E ficou para mim que só é colapso quando alguém que tem dinheiro, plano de saúde ou acesso à justiça não encontra tratamento. Gente pobre parindo no saguão ou aguardando atendimento deitado no chão do corredor do hospital não é colapso.

Em Mongaguá, diante da suspensão das visitas e saídas, centenas de pessoas fugiram do presídio, que já se encontrava em situação calamitosa antes mesmo das restrições impostas devido à epidemia do covid-19.

A notícia que tenho, de uma amiga que mora nessa cidade, é a de que a recaptura ocorreu, como de costume com relação a tudo o que envolve o cárcere neste país, com muito abuso.

O exército está se preparando para ir às ruas para fazer cumprir a quarentena. Garantirá, também, a distribuição de recursos, víveres, para que todas as pessoas possam sobreviver mesmo na quarentena? Ou apenas que elas tenham mais medo de buscar o acesso do que de passar fome em casa?

Qual será o objetivo do uso da força?

Este é um momento decisivo para a nossa sociedade. A suspensão de tantos aspectos culturais abre espaço para o questionamento de coisas sempre tidas como naturais e nunca revistas.
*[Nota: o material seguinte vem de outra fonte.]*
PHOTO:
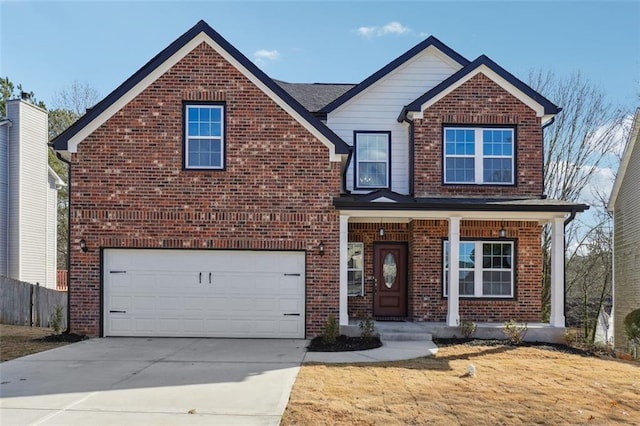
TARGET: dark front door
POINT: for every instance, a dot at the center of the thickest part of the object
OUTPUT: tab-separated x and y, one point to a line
390	269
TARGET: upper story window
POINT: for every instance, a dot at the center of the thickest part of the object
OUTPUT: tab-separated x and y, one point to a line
355	269
485	268
372	159
479	156
204	136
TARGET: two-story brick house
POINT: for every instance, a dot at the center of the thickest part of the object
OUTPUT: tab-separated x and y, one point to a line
209	200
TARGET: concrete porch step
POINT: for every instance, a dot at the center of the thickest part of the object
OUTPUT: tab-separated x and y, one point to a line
405	336
401	331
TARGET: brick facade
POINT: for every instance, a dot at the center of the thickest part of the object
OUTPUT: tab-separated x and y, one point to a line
129	188
425	291
478	102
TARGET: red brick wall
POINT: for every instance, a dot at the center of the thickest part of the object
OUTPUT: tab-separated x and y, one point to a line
129	189
426	301
477	102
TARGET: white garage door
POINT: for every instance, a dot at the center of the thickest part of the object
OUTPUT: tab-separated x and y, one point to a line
175	293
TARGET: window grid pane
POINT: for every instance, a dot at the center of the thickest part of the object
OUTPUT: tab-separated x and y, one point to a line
372	153
355	269
495	270
204	136
495	161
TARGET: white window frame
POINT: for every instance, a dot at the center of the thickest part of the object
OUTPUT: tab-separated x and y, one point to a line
361	270
387	162
479	269
478	156
188	137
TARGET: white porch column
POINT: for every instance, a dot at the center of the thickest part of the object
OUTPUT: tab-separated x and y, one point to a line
556	318
344	290
453	316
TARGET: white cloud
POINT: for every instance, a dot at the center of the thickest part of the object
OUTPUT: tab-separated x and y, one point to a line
392	28
263	56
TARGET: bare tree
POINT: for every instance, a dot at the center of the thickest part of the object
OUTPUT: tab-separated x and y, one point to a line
582	140
69	104
76	98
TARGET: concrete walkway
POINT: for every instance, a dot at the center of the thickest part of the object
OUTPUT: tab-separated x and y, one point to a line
139	381
389	351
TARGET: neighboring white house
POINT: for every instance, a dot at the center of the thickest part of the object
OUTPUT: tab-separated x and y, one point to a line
28	196
625	205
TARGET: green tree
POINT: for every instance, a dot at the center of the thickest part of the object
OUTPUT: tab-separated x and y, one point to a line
69	104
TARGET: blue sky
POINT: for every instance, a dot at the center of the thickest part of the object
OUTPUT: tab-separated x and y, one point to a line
47	45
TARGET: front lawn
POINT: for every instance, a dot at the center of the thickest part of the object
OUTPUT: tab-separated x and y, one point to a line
512	385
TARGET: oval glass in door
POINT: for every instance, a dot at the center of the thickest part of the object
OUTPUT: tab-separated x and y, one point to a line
389	270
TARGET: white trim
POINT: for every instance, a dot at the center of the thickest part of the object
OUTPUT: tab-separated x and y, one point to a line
496	78
624	162
344	281
73	143
405	216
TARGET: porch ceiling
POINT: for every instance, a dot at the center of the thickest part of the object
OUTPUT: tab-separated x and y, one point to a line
368	208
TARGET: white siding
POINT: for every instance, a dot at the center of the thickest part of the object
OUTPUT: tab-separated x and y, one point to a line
52	226
4	189
378	107
28	177
627	247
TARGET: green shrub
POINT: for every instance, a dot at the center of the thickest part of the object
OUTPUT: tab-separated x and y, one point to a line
468	328
56	319
366	329
514	331
632	326
331	330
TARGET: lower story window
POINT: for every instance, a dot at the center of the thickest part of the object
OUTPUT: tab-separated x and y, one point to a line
485	269
355	268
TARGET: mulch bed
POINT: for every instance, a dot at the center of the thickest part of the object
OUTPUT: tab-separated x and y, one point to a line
556	347
344	344
63	337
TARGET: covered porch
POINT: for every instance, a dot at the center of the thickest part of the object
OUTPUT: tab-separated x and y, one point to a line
435	230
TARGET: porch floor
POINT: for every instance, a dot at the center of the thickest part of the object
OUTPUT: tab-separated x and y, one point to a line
536	332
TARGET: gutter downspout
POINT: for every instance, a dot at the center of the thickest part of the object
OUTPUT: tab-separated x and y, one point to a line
68	163
8	123
412	154
567	221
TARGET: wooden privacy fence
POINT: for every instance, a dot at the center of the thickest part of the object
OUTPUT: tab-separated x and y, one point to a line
61	280
28	304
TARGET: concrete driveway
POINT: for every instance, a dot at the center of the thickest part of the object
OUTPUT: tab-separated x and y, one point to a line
159	381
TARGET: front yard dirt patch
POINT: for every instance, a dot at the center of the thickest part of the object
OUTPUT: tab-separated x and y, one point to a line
17	341
512	385
344	343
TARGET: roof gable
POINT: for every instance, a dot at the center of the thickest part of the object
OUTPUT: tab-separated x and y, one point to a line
393	65
163	61
634	135
483	64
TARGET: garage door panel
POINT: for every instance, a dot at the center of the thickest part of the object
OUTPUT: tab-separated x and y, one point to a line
203	293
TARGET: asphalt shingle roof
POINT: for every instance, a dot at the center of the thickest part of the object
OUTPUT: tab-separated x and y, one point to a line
314	96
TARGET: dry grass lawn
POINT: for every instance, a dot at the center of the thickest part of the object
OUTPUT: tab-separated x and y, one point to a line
18	340
522	385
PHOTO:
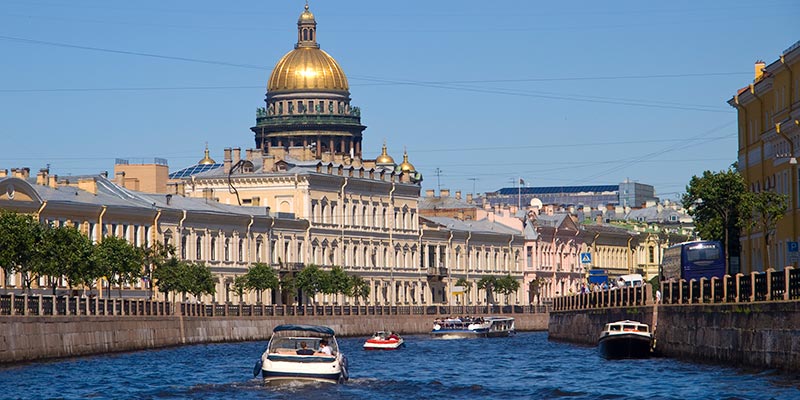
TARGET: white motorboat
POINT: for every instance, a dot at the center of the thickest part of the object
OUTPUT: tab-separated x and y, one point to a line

Abre espaço para falarmos sobre renda mínima, saúde universal, coletividade.

Essa epidemia, terrível como vem sendo, pode nos distanciar ainda mais em decorrência de tudo o que temos de diferença… ou finalmente nos unir em torno de tudo o que temos em comum.

Só precisamos cuidar para que o nosso medo não nos prive da nossa humanidade.